Predictably, however, enhanced funding for the Forest Service is not a Trump administration priority. Quite the contrary: The White House’s proposed budget would cut $300 million from the Forest Service’s wildfire fighting initiatives, together with $50 million from its wildfire prevention efforts. The proposed budget would also reduce funding for volunteer fire departments by 23 percent. And even with the California GOP delegation in Congress determined to shield their constituents from intense wildfire air pollution, most Republican lawmakers still refuse to acknowledge that man-made climate change is making these wildfire seasons worse. Even Shimkus, for all his eagerness to regulate the adverse effects of wildfires on air quality, is a climate denier: He has said God would never let climate change ruin the earth.
What’s certain is that climate change will ruin humans’ ability to inhabit the Earth.

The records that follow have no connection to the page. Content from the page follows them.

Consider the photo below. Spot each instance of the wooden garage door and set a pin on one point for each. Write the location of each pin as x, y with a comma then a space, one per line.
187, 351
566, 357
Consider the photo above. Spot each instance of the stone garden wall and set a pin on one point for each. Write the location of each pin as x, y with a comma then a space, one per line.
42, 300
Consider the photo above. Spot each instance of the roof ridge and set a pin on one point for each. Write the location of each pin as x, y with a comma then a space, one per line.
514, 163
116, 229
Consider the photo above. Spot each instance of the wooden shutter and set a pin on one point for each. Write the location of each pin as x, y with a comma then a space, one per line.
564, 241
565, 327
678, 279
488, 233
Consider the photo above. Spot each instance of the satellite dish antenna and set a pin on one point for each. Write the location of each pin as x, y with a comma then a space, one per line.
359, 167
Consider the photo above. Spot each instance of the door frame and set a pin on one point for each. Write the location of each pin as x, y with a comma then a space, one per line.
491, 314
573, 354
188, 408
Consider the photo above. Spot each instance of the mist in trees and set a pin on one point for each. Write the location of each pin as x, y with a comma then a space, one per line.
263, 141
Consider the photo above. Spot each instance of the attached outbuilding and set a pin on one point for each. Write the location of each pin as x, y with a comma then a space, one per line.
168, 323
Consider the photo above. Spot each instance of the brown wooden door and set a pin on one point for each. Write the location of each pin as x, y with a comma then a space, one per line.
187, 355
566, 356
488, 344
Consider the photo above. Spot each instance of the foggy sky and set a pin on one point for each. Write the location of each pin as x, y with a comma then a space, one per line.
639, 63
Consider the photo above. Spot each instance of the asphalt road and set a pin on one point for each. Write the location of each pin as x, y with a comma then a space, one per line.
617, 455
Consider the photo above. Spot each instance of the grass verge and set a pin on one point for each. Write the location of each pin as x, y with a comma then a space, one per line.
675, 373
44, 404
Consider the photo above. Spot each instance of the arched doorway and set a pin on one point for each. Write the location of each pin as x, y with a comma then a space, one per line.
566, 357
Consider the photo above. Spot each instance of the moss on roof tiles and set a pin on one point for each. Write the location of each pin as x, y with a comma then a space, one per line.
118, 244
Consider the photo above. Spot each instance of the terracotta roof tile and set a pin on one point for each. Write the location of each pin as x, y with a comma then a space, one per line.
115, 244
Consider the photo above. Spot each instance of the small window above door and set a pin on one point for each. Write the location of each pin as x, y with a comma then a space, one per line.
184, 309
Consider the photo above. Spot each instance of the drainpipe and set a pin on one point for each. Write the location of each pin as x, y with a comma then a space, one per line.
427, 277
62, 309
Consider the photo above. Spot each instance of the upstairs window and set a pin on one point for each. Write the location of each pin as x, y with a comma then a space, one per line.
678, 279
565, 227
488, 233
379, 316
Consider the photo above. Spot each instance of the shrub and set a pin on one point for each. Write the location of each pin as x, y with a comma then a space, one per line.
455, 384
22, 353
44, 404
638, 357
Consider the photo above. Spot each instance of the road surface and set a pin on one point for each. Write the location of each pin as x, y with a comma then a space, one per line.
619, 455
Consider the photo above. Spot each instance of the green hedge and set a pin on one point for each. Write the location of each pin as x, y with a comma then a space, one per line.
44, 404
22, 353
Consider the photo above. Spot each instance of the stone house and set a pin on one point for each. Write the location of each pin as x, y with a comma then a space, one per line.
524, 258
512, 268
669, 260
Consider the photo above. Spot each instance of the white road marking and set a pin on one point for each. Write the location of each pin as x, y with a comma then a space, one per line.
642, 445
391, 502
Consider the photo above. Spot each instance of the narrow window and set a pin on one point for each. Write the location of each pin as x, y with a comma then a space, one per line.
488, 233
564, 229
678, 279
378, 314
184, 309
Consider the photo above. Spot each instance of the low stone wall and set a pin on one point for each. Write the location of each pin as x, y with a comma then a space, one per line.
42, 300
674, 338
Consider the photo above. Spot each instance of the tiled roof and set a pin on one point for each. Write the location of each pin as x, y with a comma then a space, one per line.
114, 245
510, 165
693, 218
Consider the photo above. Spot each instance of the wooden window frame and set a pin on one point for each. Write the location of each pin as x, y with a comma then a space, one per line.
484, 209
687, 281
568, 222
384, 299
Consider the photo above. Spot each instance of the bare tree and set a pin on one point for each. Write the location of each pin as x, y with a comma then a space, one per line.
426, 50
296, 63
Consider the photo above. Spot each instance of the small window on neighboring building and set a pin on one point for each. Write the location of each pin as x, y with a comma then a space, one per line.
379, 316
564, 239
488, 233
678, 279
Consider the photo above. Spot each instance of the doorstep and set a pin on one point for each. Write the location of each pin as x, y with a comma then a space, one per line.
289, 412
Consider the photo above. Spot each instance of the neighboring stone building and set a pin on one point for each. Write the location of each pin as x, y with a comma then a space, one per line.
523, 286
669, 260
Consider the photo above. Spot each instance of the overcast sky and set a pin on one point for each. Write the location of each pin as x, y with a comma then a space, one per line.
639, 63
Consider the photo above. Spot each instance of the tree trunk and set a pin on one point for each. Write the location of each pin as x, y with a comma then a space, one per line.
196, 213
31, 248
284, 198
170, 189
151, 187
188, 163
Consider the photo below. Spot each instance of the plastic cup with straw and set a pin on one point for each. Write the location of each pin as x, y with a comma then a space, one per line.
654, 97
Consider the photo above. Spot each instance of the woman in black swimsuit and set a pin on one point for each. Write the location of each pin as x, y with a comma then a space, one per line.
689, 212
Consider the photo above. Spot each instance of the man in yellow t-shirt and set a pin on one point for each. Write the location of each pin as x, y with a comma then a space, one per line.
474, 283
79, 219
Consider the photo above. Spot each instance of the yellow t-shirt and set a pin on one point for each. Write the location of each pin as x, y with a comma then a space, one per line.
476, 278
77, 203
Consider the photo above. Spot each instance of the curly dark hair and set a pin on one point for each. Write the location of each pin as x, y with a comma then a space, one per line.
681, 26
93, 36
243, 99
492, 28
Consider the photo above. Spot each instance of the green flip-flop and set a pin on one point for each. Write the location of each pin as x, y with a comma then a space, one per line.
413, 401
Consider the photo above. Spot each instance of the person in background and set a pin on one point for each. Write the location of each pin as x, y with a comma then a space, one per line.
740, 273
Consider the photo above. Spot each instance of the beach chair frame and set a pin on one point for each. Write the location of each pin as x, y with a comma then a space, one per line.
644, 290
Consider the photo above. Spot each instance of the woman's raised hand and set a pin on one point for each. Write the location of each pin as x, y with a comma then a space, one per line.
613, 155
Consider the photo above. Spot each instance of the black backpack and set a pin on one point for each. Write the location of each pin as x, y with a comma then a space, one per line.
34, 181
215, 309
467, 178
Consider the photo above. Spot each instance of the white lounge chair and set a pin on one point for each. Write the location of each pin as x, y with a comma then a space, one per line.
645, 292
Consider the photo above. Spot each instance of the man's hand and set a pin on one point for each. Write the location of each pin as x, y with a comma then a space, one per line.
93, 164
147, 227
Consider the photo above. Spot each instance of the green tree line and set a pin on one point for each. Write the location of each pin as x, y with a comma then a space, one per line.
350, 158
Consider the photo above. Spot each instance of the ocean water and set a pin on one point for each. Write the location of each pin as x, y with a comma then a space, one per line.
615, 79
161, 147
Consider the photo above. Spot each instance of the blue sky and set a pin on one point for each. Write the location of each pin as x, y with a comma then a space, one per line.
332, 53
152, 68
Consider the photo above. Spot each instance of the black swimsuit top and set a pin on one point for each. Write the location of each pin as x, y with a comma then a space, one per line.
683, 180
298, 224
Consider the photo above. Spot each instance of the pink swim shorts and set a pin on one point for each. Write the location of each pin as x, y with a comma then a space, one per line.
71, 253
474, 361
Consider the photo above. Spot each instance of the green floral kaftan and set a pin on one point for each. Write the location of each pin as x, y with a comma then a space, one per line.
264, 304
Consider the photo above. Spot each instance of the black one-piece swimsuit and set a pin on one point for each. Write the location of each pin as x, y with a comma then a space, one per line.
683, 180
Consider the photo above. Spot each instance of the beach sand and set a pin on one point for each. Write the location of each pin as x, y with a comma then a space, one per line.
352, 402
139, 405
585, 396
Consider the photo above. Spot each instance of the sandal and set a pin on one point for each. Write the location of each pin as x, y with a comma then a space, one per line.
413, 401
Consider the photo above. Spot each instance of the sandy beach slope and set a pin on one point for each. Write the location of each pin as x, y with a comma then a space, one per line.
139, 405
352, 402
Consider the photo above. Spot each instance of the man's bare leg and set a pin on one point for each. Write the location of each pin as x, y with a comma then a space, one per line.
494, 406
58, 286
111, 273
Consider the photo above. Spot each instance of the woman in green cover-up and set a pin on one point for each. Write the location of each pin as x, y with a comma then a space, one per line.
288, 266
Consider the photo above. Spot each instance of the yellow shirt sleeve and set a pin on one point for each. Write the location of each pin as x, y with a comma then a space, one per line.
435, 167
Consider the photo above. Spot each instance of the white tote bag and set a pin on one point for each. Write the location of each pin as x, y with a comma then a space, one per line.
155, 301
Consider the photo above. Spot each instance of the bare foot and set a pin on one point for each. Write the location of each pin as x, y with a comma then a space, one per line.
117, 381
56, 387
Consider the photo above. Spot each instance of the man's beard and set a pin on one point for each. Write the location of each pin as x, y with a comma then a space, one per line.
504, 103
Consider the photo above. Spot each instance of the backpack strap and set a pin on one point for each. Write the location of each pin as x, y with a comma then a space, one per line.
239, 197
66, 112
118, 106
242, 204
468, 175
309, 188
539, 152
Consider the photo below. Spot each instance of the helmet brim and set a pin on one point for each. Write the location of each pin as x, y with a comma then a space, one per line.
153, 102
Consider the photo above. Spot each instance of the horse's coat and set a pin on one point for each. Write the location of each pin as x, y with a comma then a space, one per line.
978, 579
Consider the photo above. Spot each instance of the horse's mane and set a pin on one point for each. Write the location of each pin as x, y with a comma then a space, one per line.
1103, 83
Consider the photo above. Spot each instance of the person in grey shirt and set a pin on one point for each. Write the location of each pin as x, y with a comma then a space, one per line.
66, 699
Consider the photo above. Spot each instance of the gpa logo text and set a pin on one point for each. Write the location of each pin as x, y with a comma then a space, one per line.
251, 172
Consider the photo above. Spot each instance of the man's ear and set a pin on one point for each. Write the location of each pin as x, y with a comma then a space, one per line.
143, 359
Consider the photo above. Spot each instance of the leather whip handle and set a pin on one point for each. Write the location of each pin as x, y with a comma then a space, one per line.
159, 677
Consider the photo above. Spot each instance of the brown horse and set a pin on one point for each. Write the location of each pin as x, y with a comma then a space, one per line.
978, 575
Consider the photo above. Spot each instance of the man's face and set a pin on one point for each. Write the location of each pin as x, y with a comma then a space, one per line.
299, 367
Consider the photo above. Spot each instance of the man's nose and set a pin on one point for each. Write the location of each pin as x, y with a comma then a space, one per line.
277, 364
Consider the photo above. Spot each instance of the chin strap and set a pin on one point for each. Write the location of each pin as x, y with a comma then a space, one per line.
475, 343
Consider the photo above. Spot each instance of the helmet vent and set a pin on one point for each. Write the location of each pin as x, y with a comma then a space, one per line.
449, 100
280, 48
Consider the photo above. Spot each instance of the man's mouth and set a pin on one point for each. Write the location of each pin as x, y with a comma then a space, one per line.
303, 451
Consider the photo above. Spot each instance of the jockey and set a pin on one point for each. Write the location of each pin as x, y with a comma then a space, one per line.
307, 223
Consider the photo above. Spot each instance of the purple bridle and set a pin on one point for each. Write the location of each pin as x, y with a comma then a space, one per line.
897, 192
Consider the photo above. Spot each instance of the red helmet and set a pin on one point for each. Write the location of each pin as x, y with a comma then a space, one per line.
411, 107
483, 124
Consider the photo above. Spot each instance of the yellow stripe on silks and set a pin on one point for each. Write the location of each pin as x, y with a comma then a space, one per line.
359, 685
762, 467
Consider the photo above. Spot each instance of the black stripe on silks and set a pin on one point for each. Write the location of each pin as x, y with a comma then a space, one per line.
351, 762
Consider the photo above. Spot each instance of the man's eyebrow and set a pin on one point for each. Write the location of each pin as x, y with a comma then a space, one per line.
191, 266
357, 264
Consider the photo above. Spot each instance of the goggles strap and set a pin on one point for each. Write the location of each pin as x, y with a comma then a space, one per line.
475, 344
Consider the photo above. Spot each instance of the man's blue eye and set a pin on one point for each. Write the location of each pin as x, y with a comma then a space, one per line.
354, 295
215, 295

And the air pollution from wildfires is just one among a growing roster of weather-related disasters wreaking havoc for humanity. (See also: Puerto Rico, Texas, and Florida, over just the past month-plus.) “We’re already seeing an increase in catastrophic wildfires in California, and it’s only going to get worse as the climate gets warmer and drier,” Balmes said. So long as Trump and congressional Republicans deny climate change—and therefore do nothing to slow its impacts—the health hazards from those wildfires only stands to get worse as well.